I had the chance to talk to Nate Matherson, who is the Founder & CEO of LendEdu, and he confirmed that slowing down is very important to build a successful company.
He told me, “I found that when we were overcome by emotions we would frequently not achieve what we wanted to achieve. But when we actually reduced the amount of work we did we achieved more.”
This is a telling statement. It shows that the amount of work done is not what matters. The culture of mindfulness advocates working smarter by slowing down. Here are some tips for slowing down and taking control of your life:
- Don’t start working as soon as you reach your desk. Just sit and breathe for ten minutes. Daydreaming is not only okay it’s encouraged.
- Spend more time with your colleagues in a person-to-person setting. Make some time to have lunch together every week.
- Advocate the importance of a healthy work and life balance. This goes just as much for the business owner as it does everyone who works for that company.
Start with yourself and lead by example. You will find that even making small changes in your life can have a big impact on how you work.
This is how to begin creating a culture of mindfulness at work. And that’s how you can begin reaping the many benefits.
How Meditation Can Transform Your Company Culture
Meditation is difficult to understand for people who haven’t participated in it before. To beginners, it is about breathing in and out and concentrating on your breath. For regular practitioners of meditation, it’s a tool to prevent the mind from wandering to unwanted places.
Begin practicing it yourself in the privacy of your home or office. Spend five or ten minutes with your eyes closed breathing in and out. Make sure your breaths are slow and controlled. Focus your mind on your breathing at all times.
Note when your mind starts to wander. Your only thought should be on the slow, steady movement of your breath going in and out.
Over time, you will be able to increase the duration of your meditation sessions. You’ll steadily grow more proficient until it alters your life forever and you can no longer live without doing it on a daily basis.
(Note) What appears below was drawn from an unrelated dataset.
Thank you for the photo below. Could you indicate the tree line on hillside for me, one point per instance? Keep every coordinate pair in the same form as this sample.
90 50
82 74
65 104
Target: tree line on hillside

But how do you transfer this to your company’s culture?
To start with, you will absolutely see the benefits in the way you go about your business. You will find the principles of mindfulness impacting you constantly. This may take you weeks to realize, but it will be there. Once you reach this point, it’s time to infuse it into your company’s culture.
The best way to begin is by taking some time out of the day to teach the principles of meditation to your colleagues. Hold a group meditation session as often as you feel is necessary. A good number is once or twice per week.
Good Health Leads to Mindfulness
Health is everything in the Buddhist tradition. It’s about keeping the body and mind in balance. Meditation will not overcome the bad habits you may already possess. You should aim to alter the other parts of your life that may be making you irritable and emotional.
For example, you really are what you eat. If you don’t have a healthy diet of at least five pieces of fruit and vegetables per day, plus lots of water, you have far too many toxins flowing around your body.
There’s nothing to purge them with, and this has a huge impact on your mood.
Advocate healthy eating in the workplace and practice what you preach. This won’t lead directly to mindfulness, but it will supplement your desire to bring mindfulness into your company’s culture.
Related Article: 7 Simple Mindful Tactics to Reduce Stress for Leaders
It Takes Time
Mindfulness may sound like a radical change to the way your company works, and it is in many ways. But master the art of persuasion and ask your colleagues to give it a try.
It will take time, to see any positive results, but a company steeped in mindfulness has a huge advantage over its competitors.
You may also discover that whenever a new employee joins the company, the culture overtakes them without any prompting. Indirect peer pressure can lead to change without a person even knowing it. That’s how powerful mindfulness is in the long-term.
How will you begin practicing mindfulness in your company?